Signal transduction inhibitor therapy represents an emerging therapeutic option for lymphomas of all types. The PI3K, BCR, and PKC signal pathways all are important pathways for the growth of malignant lymphoma cells. The agents discussed above have all moved from basic laboratory research on signal transduction to in vitro studies on malignant cell lines and primary samples, followed by phase I and II studies, and, in the case of mTOR inhibitors and enzastaurin, phase III clinical trials. The p110δ, mTOR, BTK, and Syk inhibitors have all demonstrated single-agent anti-tumor activity in early trials, and the PKC-β inhibitors were able to induce long-term disease stability in relapsed DLBCL. With the plethora of signal pathways and the host of pharmaceutical agents becoming available in the near future, it is important to demonstrate the preclinical rationale to conduct the phase I studies. In addition, the observation of single-agent anti-tumor activity in humans with relapsed disease and an understanding of the toxicity profile are critical to designing studies in combination with standard agents or where the agent is used as consolidation or maintenance.

It is truly an exciting time for both investigators and patients.

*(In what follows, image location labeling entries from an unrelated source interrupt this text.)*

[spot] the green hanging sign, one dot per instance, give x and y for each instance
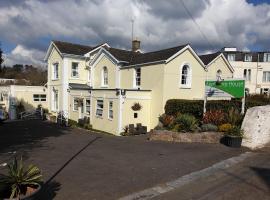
(225, 88)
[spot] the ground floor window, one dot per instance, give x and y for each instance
(110, 110)
(39, 97)
(100, 106)
(87, 106)
(75, 104)
(55, 100)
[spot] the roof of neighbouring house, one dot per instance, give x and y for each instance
(77, 86)
(207, 58)
(70, 48)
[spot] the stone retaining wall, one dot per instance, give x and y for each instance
(204, 137)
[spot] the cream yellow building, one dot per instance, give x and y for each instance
(107, 84)
(254, 67)
(30, 97)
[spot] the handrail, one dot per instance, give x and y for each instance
(25, 114)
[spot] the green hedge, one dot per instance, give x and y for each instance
(195, 107)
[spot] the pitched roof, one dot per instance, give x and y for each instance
(134, 58)
(70, 48)
(207, 58)
(77, 86)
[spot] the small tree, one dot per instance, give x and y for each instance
(1, 59)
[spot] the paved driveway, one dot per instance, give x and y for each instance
(79, 164)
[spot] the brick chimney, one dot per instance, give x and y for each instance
(136, 45)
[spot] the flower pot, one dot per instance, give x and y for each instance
(32, 194)
(232, 141)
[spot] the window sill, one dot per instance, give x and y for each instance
(185, 87)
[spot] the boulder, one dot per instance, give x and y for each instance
(256, 126)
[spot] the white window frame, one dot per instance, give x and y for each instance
(89, 74)
(39, 97)
(55, 73)
(55, 106)
(231, 57)
(247, 74)
(188, 76)
(266, 57)
(75, 70)
(248, 57)
(110, 110)
(266, 77)
(88, 106)
(105, 77)
(137, 80)
(73, 104)
(99, 108)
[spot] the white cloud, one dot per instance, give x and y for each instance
(158, 24)
(21, 55)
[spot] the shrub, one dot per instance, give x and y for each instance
(72, 123)
(235, 131)
(19, 178)
(225, 127)
(186, 122)
(209, 127)
(195, 107)
(234, 117)
(166, 120)
(215, 117)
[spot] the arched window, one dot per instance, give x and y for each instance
(186, 76)
(105, 76)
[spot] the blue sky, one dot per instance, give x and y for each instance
(30, 25)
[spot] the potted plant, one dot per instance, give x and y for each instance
(20, 183)
(233, 137)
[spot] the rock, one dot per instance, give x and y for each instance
(205, 137)
(256, 126)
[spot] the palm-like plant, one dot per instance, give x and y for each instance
(19, 178)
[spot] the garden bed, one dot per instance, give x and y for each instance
(170, 136)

The ability to offer hope to a relapsed NHL or Hodgkin's lymphoma patient makes the current practice of hematology/oncology stimulating and rewarding. Despite the many new available agents and the need for new therapies, there remain substantial challenges. What level of anti-tumor activity and duration of response with a signal transduction inhibitor should be considered as “interesting” when the group being tested has been heavily pretreated? Should a drug that has a very low response rate but can induce prolonged stable disease move forward? When combinations are designed should they be tested “up front” or at relapse? Testing combinations in highly curable diseases such as de novo DLBCL and Hodgkin's lymphoma is especially challenging, because the cure rate is already high and there is little tolerance for additional toxicity. We are confident that these challenges will be met and that these new treatments will affect the therapy of patients with NHL and Hodgkin's lymphoma.

Supported in part by CA97274 and CA127433 and the Henry J. Predolin Foundation.

Conflict-of-interest disclosure: TEW has been an uncompensated advisory committee member for Novartis and Celgene (with compensation to the Mayo Clinic) and has from both entities received research funding and patent royalties. Off-label drug use: Temsirolimus and everolimus are both FDA approved for renal cell cancer in the United States but are not approved currently for mantle cell lymphoma. Revlimid is approved for myeloma but not lymphoma.